Bland-Altman analyses further revealed an upper LOA interval of 10.779 and a lower LOA interval of −7.933. These results indicate that the RR data measured by the ES30 device is in agreement with the reference value data provided by the BeneVision N15 device.

Discussion and limitations

With ongoing advancements in medical technology, wearable vital monitoring devices are gaining increasing importance in clinical applications. In the future, their portability is likely to supersede traditional bedside vital monitoring systems. For some patients, this advantage enables real-time monitoring while they are on the move, a capability that bedside systems cannot provide.

For example, real-time monitoring of patients undergoing rehabilitation using a wearable device can significantly improve rehabilitation outcomes. The setting in which this device could provide benefit, is in community hospitals or at home. Monitoring of these patients with this device can be achieved from a distance, and potentially prevent patients being admitted for long-term stays in bigger general hospitals, away from their local area. This prevents unnecessary hospital admissions and the use of beds as fit enough patients can go home whilst being safely monitored.

This signals that healthcare services may rely more heavily on such devices in the future to provide more accurate and real-time health monitoring. This will help to improve the quality of life for patients, while also opening up new possibilities for healthcare services.

The study described in this article is to study the concurrent validity and comparability of wearable sensors in clinical environment. Therefore, we study both the simulator and real patients, and compare their performance with bedside monitors. This is a unique study undertaken to address concerns relating to the deployment of wearable devices in hospital. The BeneVision N15 device, which is widely used in clinical practice, was adopted for the purpose of this study as a reference device and was used to validate the comparability and agreement of the mWear device. This study employed the Bland-Altman analysis method, which is an important tool for assessing agreement between measurement techniques, to assess whether a wearable life monitoring device can be used as an alternative to bedside life monitoring devices.

In a pre-experiment using the ProSim 8 Simulator as a data source, it was indicated that the EP30 has similar stability and data accuracy as the BeneVision N15 when measuring the data provided by the simulator.

However, results indicated that the measurements taken by the various sub-devices of the mWear from the volunteer study showed slight deviations when compared to those of the more traditional bedside monitoring device, but generally indicated a high level of concurrent validity and consistency.

These results demonstrate the potential of the mWear device to replace traditional bedside vital monitoring devices in clinical settings, and could be used as a reference for clinical trials.

The results of the current study of the mWear device demonstrated its accuracy and concurrent validity, it has to be recognised that there are some limitations and shortcomings in the experiment. The source of data for this experiment was based on 16 healthy or sub-healthy volunteers, and although their data were authentic and reliable, their vital signs were not the same as those of various patients in the clinical setting, which may not fully represent the physiological diversity and conditions of clinical patients.
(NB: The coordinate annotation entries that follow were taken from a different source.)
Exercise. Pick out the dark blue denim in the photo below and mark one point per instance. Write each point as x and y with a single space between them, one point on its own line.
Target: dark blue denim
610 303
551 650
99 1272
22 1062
Based on the experimental design, the volunteers were required to use two sets of devices simultaneously for data collection, and the BeneVision N15 device was not portable, and the volunteers were not able to perform other activities during the entire period of data collection, which resulted in the mWear device not reflecting its portability in the experiment.

Future research should focus on practical applications for clinical patients. The performance of wearable devices can be more fully evaluated by monitoring patients with different diseases, which can validate the adaptability of these devices to dynamic physiological conditions.

As the EP30 is like a watch, there may be reasons which limit their use due to the position. Firstly, if a patient has a cannula inserted at the wrist, it may cause discomfort for the patient. Secondly, the wristband of the EP30 is silicone, many patients may be allergic, causing pain and irritation. In addition, it may not be suitable for patients who have other skin conditions such as burns.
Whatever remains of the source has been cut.